I checked the code related to the rematrix_maxval setting in libswresample/rematrix.c (shown below), we can see if rematrix_maxval is not manually set, it will be treated differently based on the input and output sample formats, basically for s16 as either the input or output sample format, rematrix_maxval will be set to 1, which will affect the matrix params used in the later rematrix process, essentially attenuates the coefficients used for downmixing and cause volume attenuation as a result.
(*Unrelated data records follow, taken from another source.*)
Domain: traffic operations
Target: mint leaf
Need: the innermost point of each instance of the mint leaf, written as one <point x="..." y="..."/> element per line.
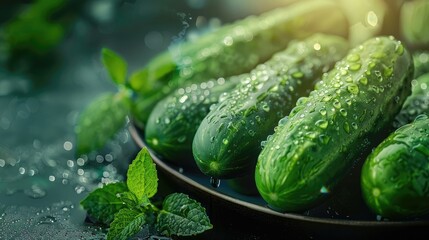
<point x="142" y="179"/>
<point x="127" y="223"/>
<point x="103" y="203"/>
<point x="182" y="216"/>
<point x="101" y="119"/>
<point x="115" y="65"/>
<point x="129" y="199"/>
<point x="138" y="81"/>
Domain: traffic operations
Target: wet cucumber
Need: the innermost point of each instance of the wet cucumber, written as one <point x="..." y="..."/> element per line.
<point x="228" y="140"/>
<point x="395" y="176"/>
<point x="306" y="158"/>
<point x="233" y="49"/>
<point x="417" y="103"/>
<point x="172" y="124"/>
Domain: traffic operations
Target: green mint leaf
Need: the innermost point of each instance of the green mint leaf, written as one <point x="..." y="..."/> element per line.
<point x="100" y="121"/>
<point x="414" y="17"/>
<point x="103" y="203"/>
<point x="138" y="81"/>
<point x="115" y="65"/>
<point x="182" y="216"/>
<point x="127" y="223"/>
<point x="129" y="199"/>
<point x="142" y="179"/>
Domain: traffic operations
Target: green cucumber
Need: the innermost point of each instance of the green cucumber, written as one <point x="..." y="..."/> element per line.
<point x="232" y="49"/>
<point x="172" y="124"/>
<point x="395" y="176"/>
<point x="228" y="140"/>
<point x="417" y="103"/>
<point x="326" y="133"/>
My confusion is that why we have to check the output sample format and adjust this rematrix_maxval accordingly before dowxmixing, it looks to me that only the input sample format will affect the rematrix/downmix process, because rematrix/downmix will operate on the input data the same way regardless of the output sample format. If I am right, we may need to remove the av_get_packed_sample_fmt(s->out_sample_fmt) < AV_SAMPLE_FMT_FLT check in the fowlloing code (If this is correct, I may send a pull request later):
av_cold static int auto_matrix(SwrContext *s) { double maxval; int ret; if (s->rematrix_maxval > 0) { maxval = s->rematrix_maxval; } else if ( av_get_packed_sample_fmt(s->out_sample_fmt) < AV_SAMPLE_FMT_FLT || av_get_packed_sample_fmt(s->int_sample_fmt) < AV_SAMPLE_FMT_FLT) { maxval = 1.0; } else maxval = INT_MAX; ... } av_cold int swr_build_matrix(uint64_t in_ch_layout_param, uint64_t out_ch_layout_param, double center_mix_level, double surround_mix_level, double lfe_mix_level, double maxval, double rematrix_volume, double *matrix_param, int stride, enum AVMatrixEncoding matrix_encoding, void *log_context) { ... if(maxcoef > maxval || rematrix_volume < 0){ maxcoef /= maxval; for(i=0; i<SWR_CH_MAX; i++) for(j=0; j<SWR_CH_MAX; j++){ matrix_param[stride*i + j] /= maxcoef; } } .... }